Open MPI logo

Open MPI User's Mailing List Archives

  |   Home   |   Support   |   FAQ   |   all Open MPI User's mailing list

Subject: Re: [OMPI users] OpenMPI and SGE
From: Ray Muno (muno_at_[hidden])
Date: 2009-06-23 14:11:05


Rolf Vandevaart wrote:

>>
>> PMGR_COLLECTIVE ERROR: unitialized MPI task: Missing required
>> environment variable: MPIRUN_RANK
>> PMGR_COLLECTIVE ERROR: PMGR_COLLECTIVE ERROR: unitialized MPI task:
>> Missing required environment variable: MPIRUN_RANK
>>
> I do not recognize these errors as part of Open MPI. A google search
> showed they might be coming from MVAPICH. Is there a chance we are
> using Open MPI to launch the jobs (via Open MPI mpirun) but we are
> actually launching an application that is linked to MVAPICH?
>
>
You are correct. I was trying to run the MVAPICH compiled test program.

With an OpenMPI compiled test, I do get an extra line of output with the
verbose flag. The program just hangs at that point.

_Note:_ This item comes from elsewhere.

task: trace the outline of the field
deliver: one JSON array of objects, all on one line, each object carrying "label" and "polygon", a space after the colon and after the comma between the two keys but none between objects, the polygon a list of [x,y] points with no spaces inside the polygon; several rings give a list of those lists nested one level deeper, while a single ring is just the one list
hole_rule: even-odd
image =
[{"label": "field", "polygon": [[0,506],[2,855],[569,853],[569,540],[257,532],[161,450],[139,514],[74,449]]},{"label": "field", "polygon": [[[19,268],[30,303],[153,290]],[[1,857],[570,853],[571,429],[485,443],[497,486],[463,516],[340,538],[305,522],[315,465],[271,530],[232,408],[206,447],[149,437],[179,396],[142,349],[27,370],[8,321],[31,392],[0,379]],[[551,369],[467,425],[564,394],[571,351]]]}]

[muno_at_compute-6-30 ~]$ which mpirun
/share/apps/opt/openmpi_pgi/bin/mpirun

[muno_at_compute-6-30 ~]$ldd a.out
        libmpi_f90.so.0 =>
/share/apps/opt/openmpi_pgi/lib/libmpi_f90.so.0 (0x00002aaaaaaad000)
        libmpi_f77.so.0 =>
/share/apps/opt/openmpi_pgi/lib/libmpi_f77.so.0 (0x00002aaaaacb0000)
        libmpi.so.0 => /share/apps/opt/openmpi_pgi/lib/libmpi.so.0
(0x00002aaaaaee0000)
...

 mpirun -np $NSLOTS -mca pls_gridengine_verbose 1 a.out
Starting server daemon at host "compute-6-25.local"
Starting server daemon at host "compute-1-1.local"
Server daemon successfully started with task id "1.compute-6-25"
error: commlib error: access denied (client IP resolved to host name "".
This is not identical to clients host name "")
error: executing task of job 12144 failed: failed sending task to
execd_at_compute-1-1.local: can't find connection
[compute-6-25.local:10810] ERROR: A daemon on node compute-1-1.local
failed to start as expected.
[compute-6-25.local:10810] ERROR: There may be more information
available from
[compute-6-25.local:10810] ERROR: the 'qstat -t' command on the Grid
Engine tasks.
[compute-6-25.local:10810] ERROR: If the problem persists, please
restart the
[compute-6-25.local:10810] ERROR: Grid Engine PE job
[compute-6-25.local:10810] ERROR: The daemon exited unexpectedly with
status 1.
Establishing /usr/bin/ssh session to host compute-6-25.local ...

-- 
 Ray Muno